También estuvieron allí
Gilberto López y Rivas y Raúl Zibechi, quienes, en las páginas de La
Jornada, compartieron sus reflexiones. Lo mismo hizo la periodista Adriana
Malvido en Milenio, o la bailarina Argelia Guerrero en publicaciones
alternativas. Todos constataron de manera directa cómo viven, trabajan, se
educan, se curan y piensan las comunidades zapatistas.
Durante casi una semana, los
mil 700 invitados fueron trasladados, hospedados y alimentados por sus
anfitriones a las comunidades en las que vivieron. Cada uno fue acompañado por
un cuadro zapatista que respondió a sus preguntas e inquietudes sobre su
historia, lucha y experiencia organizativa, y les tradujo de las lenguas
indígenas al español. Esta experiencia se está repitiendo este fin de año y se
repetirá al comenzar 2014.
Una iniciativa educativa de
esta magnitud, que supone una pedagogía distinta de la tradicional, sólo puede
sostenerse sobre la existencia de comunidades con una base material capaz de
albergar a los invitados, de una organización con la destreza y disciplina para
operar un proyecto tan ambicioso, y miles de cuadros políticos con la formación
para explicar su vida cotidiana y su propuesta de transformación social.
Desde abajo, los zapatistas están cambiando el mundo. Su vida es hoy muy
diferente a la que tenían hace 20 años. Es mucho mejor.
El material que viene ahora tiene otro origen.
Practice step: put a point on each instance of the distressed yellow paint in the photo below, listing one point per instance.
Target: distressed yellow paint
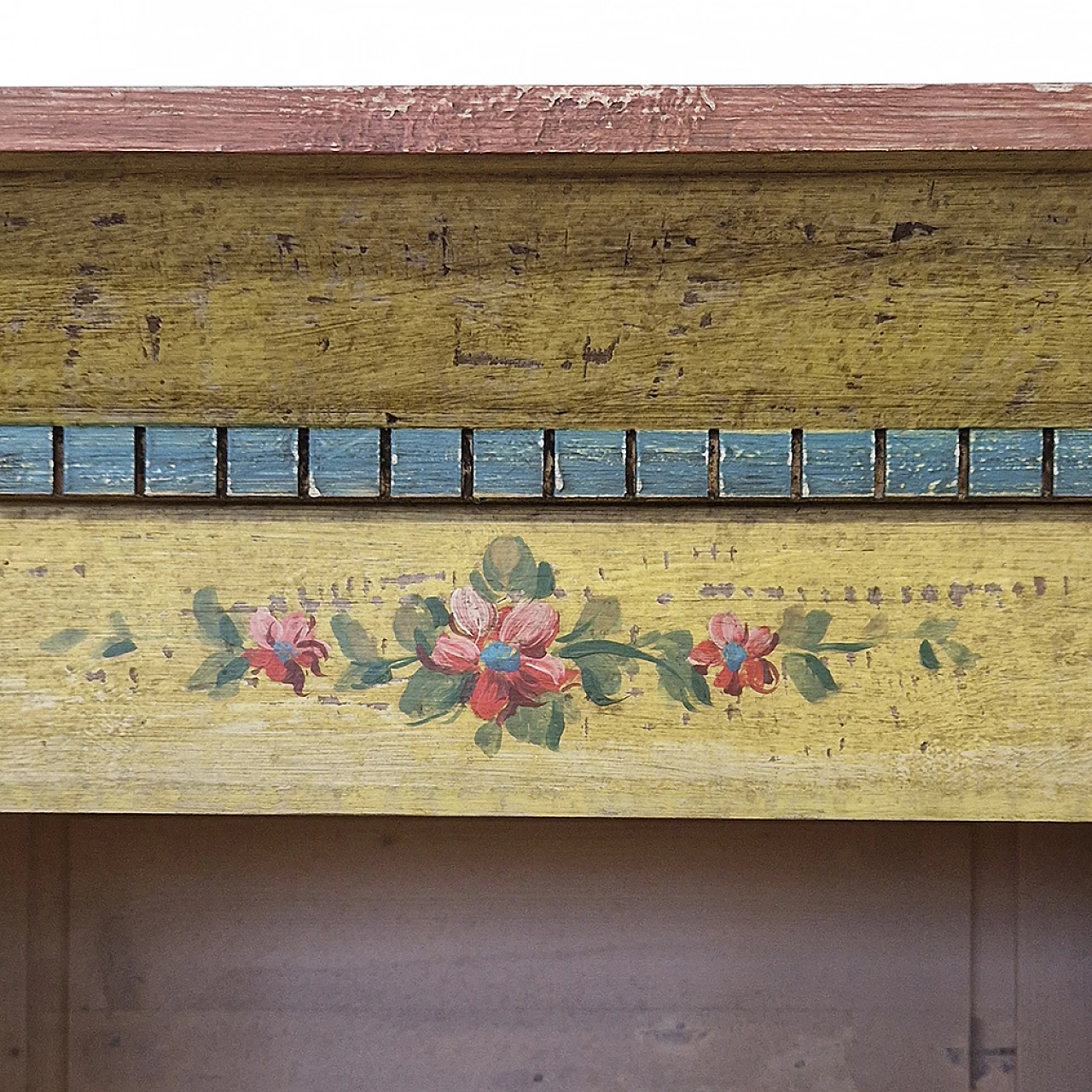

A lo largo de las
últimas dos décadas, se han dado a sí mismos una vida digna, liberadora, llena
de sentido, al margen de las instituciones gubernamentales. No lo están
haciendo en unas cuantas comunidades aisladas, sino en centenares de ellas,
establecidas en un amplio territorio. Hay, en este laboratorio de
transformación política emancipadora, mucho que aprender y que agradecer.